By 5:00 p.m. on September 9, Bragg knew only that some Federal units had seized Chattanooga and that others were said to be descending Lookout Mountain in the vicinity of Stevens’ and Cooper’s gaps. While useful, those scraps of information did not represent a picture of Federal activity coherent enough to justify a major Confederate response. Indeed, at that very moment the sounds of picket firing little more than a mile to the west at Crawfish Spring caused a momentary flurry of concern. Polk dispatched an infantry brigade to the scene, but cancelled the movement when word arrived that the firing was nothing more than soldiers shooting hogs for food. Some time thereafter, however, an officer arrived from General Martin at La Fayette with news that 5,000 Federals had entered McLemore’s Cove from Stevens’ Gap.

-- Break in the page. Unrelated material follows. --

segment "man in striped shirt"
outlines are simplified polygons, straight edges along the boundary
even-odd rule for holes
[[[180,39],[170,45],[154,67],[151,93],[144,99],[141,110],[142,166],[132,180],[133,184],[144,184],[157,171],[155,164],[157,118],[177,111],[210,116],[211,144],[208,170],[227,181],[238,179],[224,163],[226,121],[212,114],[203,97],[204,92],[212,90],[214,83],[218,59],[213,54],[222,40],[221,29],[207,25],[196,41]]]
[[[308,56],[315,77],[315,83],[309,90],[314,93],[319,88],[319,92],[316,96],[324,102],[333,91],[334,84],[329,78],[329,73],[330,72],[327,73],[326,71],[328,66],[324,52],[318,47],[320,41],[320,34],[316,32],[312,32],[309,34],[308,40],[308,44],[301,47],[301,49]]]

Martin’s troopers had discovered the advance of Negley’s division of the XIV Corps. Believing that the courier’s information was at last sufficient to generate a concrete response, Bragg and his staff began to formulate an offensive plan. To Bragg’s mind, the particular geography of the region and Rosecrans’ incautious movements offered the Army of Tennessee an excellent opportunity for a counterattack in McLemore’s Cove. The cove itself was a cul-de-sac valley formed by Lookout Mountain on the west and a spur of Lookout named Pigeon Mountain on the east. Oriented slightly east of north, the valley was approximately seven miles wide at its northern end and tapered to a steep mountain wall where Lookout and Pigeon mountains joined 18 miles to the south. Between Stevens’ Gap, where the Federals had entered the valley, and Dug Gap, the pass in Pigeon Mountain leading to La Fayette, McLemore’s Cove was approximately five miles wide. To Bragg, this enclosed valley seemed to offer an excellent place to ambush a major part of Rosecrans’ army.10

At 10 p.m., while two Federal divisions camped at Rossville only six miles north of his location, Bragg ordered Maj. Gen. Thomas C. Hindman to alert his division for movement and come to army headquarters.